5 Summary statistics and CI with tidyverse

The following shows how to calculate summary statistics in a more modern and efficient way.

The approach uses the dplyr and ggplot2 packages from the so-called tidyverse family of packages Wickham et al. (2023). Furthermore, we use the pipeline operator |>, that transfers the output of one data manipulation step directly to the next.

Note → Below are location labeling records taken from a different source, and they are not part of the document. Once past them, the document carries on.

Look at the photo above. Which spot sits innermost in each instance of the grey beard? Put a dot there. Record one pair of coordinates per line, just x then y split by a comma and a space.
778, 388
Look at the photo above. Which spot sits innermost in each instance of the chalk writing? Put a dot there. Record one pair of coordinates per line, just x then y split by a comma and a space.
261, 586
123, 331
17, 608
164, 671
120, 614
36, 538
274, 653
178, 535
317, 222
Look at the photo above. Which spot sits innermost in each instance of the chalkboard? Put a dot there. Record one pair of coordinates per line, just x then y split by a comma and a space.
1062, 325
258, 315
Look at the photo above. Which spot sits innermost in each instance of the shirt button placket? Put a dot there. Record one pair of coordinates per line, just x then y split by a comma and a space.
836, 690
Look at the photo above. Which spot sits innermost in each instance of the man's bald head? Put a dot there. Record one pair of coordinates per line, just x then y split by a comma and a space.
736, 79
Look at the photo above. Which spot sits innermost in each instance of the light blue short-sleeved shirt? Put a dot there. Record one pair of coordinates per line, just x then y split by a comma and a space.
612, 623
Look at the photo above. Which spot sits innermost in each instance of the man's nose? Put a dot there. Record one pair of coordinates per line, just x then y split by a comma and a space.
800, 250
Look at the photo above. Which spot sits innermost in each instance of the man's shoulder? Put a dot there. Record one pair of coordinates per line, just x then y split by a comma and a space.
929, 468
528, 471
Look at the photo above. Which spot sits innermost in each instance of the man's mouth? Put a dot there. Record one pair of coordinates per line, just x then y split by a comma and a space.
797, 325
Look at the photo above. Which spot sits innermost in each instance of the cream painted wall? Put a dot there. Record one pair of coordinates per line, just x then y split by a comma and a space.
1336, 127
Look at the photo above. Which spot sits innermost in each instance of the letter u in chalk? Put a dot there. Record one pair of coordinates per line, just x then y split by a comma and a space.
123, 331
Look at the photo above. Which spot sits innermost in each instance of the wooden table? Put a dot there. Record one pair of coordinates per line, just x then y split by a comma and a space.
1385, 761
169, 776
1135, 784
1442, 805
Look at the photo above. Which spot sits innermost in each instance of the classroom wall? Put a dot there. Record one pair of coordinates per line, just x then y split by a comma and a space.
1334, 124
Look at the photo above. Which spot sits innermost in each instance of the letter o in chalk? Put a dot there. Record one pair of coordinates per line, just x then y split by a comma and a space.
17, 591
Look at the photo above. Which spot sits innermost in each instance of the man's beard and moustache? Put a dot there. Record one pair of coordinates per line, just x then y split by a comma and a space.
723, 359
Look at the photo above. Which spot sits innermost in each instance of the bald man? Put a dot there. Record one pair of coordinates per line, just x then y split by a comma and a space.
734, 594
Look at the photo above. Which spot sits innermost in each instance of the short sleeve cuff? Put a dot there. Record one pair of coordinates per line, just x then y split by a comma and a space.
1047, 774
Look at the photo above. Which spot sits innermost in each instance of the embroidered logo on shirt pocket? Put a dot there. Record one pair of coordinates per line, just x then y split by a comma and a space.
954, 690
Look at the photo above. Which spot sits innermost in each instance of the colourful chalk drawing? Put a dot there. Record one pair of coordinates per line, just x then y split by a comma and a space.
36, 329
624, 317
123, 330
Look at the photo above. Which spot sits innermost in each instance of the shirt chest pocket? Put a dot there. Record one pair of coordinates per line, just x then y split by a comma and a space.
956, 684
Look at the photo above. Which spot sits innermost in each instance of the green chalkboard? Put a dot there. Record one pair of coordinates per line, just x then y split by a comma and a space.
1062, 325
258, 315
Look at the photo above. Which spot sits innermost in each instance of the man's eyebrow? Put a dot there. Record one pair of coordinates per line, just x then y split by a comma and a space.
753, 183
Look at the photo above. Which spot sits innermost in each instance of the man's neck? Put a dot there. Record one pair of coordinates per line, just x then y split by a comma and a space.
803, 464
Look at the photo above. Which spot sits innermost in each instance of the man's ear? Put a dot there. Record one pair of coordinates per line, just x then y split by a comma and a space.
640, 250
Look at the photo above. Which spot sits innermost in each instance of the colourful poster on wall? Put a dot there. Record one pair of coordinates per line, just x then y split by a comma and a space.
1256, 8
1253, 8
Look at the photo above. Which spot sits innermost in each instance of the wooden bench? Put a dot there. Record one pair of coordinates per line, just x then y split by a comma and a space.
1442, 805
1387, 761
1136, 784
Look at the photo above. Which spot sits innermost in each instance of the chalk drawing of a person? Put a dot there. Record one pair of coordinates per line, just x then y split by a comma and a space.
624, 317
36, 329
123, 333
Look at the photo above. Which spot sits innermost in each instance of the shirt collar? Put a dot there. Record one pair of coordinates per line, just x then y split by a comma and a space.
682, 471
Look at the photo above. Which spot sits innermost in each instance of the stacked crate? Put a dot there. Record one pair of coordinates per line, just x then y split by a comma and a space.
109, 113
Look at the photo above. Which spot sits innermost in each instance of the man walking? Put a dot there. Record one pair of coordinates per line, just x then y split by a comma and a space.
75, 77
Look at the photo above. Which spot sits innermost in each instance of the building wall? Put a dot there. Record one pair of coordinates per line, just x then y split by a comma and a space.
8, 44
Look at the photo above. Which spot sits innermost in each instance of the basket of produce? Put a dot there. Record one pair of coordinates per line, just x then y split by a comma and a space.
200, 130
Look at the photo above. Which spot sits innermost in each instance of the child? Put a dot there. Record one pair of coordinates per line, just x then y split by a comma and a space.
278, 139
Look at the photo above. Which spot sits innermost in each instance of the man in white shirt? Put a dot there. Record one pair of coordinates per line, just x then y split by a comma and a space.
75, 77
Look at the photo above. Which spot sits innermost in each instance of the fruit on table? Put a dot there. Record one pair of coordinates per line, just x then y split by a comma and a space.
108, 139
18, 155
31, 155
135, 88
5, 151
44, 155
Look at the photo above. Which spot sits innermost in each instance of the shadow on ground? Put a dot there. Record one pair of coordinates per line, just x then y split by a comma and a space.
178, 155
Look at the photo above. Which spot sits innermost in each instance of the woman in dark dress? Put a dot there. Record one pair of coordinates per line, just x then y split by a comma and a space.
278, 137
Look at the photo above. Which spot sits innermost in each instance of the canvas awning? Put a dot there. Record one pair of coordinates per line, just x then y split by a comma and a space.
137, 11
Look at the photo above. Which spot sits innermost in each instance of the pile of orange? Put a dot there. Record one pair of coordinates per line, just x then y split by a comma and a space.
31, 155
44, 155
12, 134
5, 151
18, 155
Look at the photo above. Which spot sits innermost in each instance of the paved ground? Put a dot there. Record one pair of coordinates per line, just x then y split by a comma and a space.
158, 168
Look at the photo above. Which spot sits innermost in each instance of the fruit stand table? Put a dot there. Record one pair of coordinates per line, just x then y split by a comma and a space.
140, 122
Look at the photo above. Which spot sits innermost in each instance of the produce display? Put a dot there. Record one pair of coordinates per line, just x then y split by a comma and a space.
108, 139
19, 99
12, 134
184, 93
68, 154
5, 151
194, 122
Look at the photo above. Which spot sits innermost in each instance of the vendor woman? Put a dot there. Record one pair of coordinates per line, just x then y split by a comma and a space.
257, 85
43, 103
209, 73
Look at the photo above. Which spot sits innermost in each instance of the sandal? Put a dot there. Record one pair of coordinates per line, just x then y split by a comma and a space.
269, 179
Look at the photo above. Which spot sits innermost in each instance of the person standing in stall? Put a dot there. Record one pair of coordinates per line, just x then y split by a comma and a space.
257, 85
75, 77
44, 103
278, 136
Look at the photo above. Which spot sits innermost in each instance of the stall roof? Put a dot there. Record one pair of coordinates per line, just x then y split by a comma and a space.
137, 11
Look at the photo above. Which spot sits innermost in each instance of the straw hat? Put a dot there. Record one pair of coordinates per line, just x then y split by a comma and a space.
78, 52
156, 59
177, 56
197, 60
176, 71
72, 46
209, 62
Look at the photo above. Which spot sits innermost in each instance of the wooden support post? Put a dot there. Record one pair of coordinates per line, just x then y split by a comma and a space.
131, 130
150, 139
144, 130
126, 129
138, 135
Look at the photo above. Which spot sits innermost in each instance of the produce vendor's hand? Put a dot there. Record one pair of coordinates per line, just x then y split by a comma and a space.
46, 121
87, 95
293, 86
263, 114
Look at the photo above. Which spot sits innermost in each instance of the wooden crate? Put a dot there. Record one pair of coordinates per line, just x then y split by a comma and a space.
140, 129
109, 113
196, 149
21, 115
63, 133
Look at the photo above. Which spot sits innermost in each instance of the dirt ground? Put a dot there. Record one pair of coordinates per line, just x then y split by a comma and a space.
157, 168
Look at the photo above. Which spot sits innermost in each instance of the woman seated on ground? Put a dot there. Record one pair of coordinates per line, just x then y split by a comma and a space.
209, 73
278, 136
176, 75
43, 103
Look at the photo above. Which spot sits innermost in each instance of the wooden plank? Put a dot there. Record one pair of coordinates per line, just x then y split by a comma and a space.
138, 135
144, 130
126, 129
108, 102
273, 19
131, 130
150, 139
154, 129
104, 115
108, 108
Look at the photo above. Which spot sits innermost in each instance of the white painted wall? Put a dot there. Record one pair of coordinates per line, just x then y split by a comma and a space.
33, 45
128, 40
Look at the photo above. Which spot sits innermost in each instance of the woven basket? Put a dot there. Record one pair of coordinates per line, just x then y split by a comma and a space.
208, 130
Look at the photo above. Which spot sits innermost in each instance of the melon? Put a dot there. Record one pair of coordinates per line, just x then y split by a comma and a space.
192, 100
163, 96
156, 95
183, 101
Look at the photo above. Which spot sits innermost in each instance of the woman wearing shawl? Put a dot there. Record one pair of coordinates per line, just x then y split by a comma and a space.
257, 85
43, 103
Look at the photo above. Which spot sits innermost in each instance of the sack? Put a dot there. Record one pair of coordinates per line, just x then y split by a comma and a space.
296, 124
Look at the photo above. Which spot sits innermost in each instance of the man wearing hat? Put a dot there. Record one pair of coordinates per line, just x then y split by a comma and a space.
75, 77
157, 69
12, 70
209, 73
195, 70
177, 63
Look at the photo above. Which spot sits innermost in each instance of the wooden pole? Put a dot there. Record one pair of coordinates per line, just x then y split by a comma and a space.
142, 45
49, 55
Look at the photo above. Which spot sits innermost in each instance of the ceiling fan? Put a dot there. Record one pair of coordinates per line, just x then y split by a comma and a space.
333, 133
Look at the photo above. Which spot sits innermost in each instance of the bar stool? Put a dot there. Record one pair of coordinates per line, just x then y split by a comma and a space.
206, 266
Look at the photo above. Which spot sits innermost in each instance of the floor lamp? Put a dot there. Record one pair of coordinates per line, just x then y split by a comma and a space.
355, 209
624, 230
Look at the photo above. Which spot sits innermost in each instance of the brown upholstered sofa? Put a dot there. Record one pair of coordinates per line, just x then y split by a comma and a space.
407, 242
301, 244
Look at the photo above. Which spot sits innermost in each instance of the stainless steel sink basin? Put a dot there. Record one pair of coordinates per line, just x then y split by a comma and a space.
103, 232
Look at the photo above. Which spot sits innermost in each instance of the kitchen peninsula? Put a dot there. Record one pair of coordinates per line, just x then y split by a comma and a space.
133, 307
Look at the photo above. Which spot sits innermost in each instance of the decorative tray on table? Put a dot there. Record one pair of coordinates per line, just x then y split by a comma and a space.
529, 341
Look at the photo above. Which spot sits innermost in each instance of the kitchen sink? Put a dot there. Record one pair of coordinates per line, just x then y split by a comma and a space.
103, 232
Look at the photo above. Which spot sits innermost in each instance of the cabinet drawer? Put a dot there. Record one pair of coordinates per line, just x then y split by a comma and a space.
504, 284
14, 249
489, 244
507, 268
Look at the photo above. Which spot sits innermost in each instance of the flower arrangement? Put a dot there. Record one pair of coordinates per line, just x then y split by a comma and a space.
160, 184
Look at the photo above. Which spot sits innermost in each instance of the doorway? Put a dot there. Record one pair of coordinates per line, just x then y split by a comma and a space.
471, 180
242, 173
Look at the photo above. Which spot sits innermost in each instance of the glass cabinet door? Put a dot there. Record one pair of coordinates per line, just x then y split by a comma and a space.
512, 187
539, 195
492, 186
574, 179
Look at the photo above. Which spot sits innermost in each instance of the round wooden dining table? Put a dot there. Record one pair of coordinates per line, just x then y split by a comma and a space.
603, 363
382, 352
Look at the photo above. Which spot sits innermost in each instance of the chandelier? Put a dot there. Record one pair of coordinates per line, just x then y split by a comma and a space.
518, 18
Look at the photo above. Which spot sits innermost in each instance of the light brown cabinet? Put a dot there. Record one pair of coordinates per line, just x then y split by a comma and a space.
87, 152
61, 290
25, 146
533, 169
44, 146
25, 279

Some slides about the use of pipelines can be found under https://tpetzoldt.github.io/elements/

5.1 Calculation of summary statistics with dplyr

Summarizing can be done with two functions, group_by that adds grouping information to a data frame and summarize to calculate summary statistics. In the following, we use the full data set with 4 groups.

library("dplyr")
fruits <- read.csv("fruits-2023-hse.csv")

stats <-
  fruits |>
    group_by(brand) |>
    summarize(mean = mean(weight), sd=sd(weight), N=length(weight), se=sd/sqrt(N),
              lwr = mean + qt(p = 0.025, df = N-1) * se,
              upr = mean + qt(p = 0.975, df = N-1) * se
             )

stats

5.2 Barchart and errorbars with ggplot2

We can then use the table of summary statistics directly for a bar chart.

library("ggplot2")
stats |>
  ggplot(aes(x=brand, y=mean, min=lwr, max=upr))  +
    geom_col() + geom_errorbar()

5.3 Additional tasks

Repeat the analysis with other properties of the fruits, e.g. width and height. Create box plots, analyse distribution, create bar charts.

6 References

R Core Team. (2024). R: A language and environment for statistical computing. R Foundation for Statistical Computing. https://www.R-project.org/

Warnes, G. R., Bolker, B., Bonebakker, L., Gentleman, R., Huber, W., Liaw, A., Lumley, T., Maechler, M., Magnusson, A., Moeller, S., Schwartz, M., Venables, B., & Galili, T. (2024). Gplots: Various r programming tools for plotting data. https://CRAN.R-project.org/package=gplots

Wickham, H. (2016). ggplot2: Elegant graphics for data analysis. Springer-Verlag New York. https://ggplot2.tidyverse.org

Wickham, H., Averick, M., Bryan, J., Chang, W., McGowan, L. D., François, R., Grolemund, G., Hayes, A., Henry, L., Hester, J., Kuhn, M., Pedersen, T. L., Miller, E., Bache, S. M., Müller, K., Ooms, J., Robinson, D., Seidel, D. P., Spinu, V., … Yutani, H. (2019). Welcome to the tidyverse. Journal of Open Source Software, 4(43), 1686. https://doi.org/10.21105/joss.01686

Wickham, H., François, R., Henry, L., Müller, K., & Vaughan, D. (2023). Dplyr: A grammar of data manipulation. https://CRAN.R-project.org/package=dplyr

Footnotes

1. OPAL is the learning management system used at TU Dresden.